Differentially expressed genes in MZ twins

To identify differentially expressed genes (DEGs) using the paired longitudinal RNA-Seq samples from the ALS-discordant male SALS twins (Table 1), read count data was analysed using limma85, including model terms for longitudinal sample collection and disease status. Voom87 transformation was applied prior to modelling. Multiple testing correction using the BH-FDR method88 was applied to the full list of post-processing genes.

Validation of twin DEGs in a sporadic cohort

Genes identified in twin analyses were investigated for an effect of disease in the full case-control cohort with limma, including sex as a covariate. Data were voom transformed, given the highly variable library sizes. Multiple testing corrections using the BH-FDR method was applied only on the subset of genes identified as differentially expressed in twins. Hierarchical clustering and principal components analysis of the expression of these DEGs in the case-control cohort was assessed.

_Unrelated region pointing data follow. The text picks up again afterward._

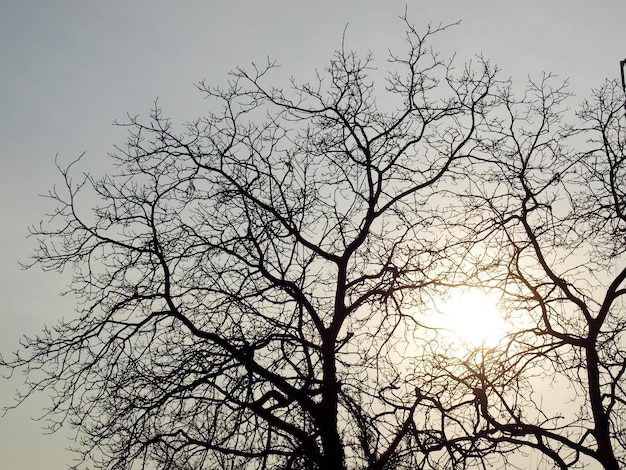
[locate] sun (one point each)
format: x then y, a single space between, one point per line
473 319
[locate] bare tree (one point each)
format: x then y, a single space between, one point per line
249 286
549 207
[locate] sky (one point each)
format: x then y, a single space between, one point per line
69 69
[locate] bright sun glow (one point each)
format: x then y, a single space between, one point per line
473 318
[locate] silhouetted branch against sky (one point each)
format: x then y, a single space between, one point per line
291 280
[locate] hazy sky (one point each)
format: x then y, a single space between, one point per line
68 69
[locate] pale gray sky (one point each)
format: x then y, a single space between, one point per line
69 68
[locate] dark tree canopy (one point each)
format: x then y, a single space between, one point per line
255 287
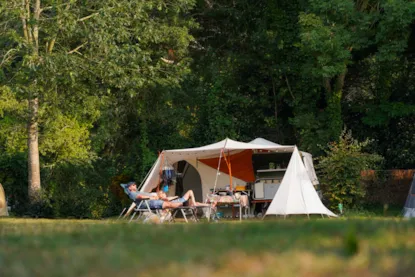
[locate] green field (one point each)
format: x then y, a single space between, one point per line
293 247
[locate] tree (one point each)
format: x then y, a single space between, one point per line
340 170
60 58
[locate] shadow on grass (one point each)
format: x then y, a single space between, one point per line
108 248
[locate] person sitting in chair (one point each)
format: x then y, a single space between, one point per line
187 197
154 201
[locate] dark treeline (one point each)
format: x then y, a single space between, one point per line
92 91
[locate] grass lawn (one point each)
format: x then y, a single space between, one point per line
292 247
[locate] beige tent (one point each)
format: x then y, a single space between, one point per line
3 204
209 163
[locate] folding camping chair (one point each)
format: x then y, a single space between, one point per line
142 209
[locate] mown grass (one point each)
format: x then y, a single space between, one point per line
292 247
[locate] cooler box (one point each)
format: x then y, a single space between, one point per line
265 190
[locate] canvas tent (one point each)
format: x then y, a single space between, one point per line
409 208
215 163
296 194
3 203
307 159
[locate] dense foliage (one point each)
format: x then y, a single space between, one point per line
340 170
105 85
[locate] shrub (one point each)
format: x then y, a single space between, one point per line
340 170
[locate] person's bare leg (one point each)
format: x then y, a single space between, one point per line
189 196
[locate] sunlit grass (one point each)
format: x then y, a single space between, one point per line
293 247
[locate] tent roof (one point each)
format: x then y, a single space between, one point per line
213 150
262 141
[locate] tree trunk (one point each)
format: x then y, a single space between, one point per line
33 145
334 110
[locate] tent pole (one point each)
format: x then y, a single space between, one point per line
217 170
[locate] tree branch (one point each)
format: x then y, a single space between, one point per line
289 87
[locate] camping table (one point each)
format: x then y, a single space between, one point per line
230 200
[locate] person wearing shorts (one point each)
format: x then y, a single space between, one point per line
154 201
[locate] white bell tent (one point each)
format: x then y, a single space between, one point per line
409 208
296 194
3 203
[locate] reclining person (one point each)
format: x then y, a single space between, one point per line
154 201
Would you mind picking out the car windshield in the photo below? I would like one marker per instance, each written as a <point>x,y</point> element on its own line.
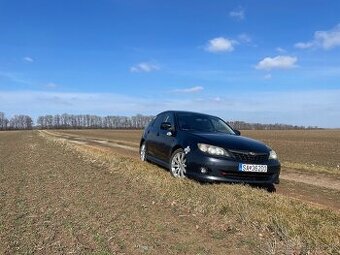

Combined methylation and expression analysis

Intersect of top CpGs and genes

To identify genes most likely to be altered in disease, results from independent analysis of genome-wide methylation and expression data sets were integrated. Longitudinal RNA-Seq data is only available for one male SALS twin set, therefore we first identified the overlap between top DEGs and the genes annotated to the most differentially methylated probes within that twin set. We extended this analysis by overlapping the same list of DEGs with the genes annotated to the top differentially methylated probes across all combined twin sets.

Gene Ontology analysis

Gene Ontology enrichment analysis89,90 for biological processes was applied to the genes identified as differentially expressed in male SALS twins. The gene list was analysed with PANTHER overrepresentation tests (GO Ontology database release 2018-08-0991). Enrichment was tested relative to all genes detected in the appropriate post-processing data set. Fisher’s exact test with FDR correction was used.

Statistics

All analyses were carried out in R (v. 3.4.4)68. Linear mixed effects models were used to analyse DNAm age, blood cell type proportions and global mean M-methylation. Modelling was carried out using the lmer function in the package lme4 (v. 1.1.1492) for DNAm age and mean methylation, while a mixed effects beta regression for cell type proportions was applied with the glmmTMB function from the glmmTMB package (v. 0.2.2.093). Blood cell type proportions were increased by 0.001 to all estimates to avoid taking the log of zero. All mixed models assessed the effect of disease status while controlling for age at sample collection and sex. When analysing DNAm age, the interaction of disease and age at collection was also tested. Random effects were introduced for repeated sampling within co-twins, and a random intercept per twin/triplet set. When modelling cell types, due to convergence issues, the random slope for repeated sampling was dropped, leaving random intercepts for each co-twin and twin set. Likelihood ratio tests were used to determine significance of model terms. Linear models were used for case-control examination of probes identified in the MZ cohort, with the same fixed effect terms of age at sample collection and sex as described for mixed models. Hierarchical clustering utilised the package cluster (v. 2.0.6), with Manhattan distance and ward clustering methods for 450K data94, and Spearman correlation distance and average linkage clustering for log-transformed RNA-Seq count data95. Where appropriate, technical replicates are shown as means with error bars indicating standard deviation (unless otherwise stated).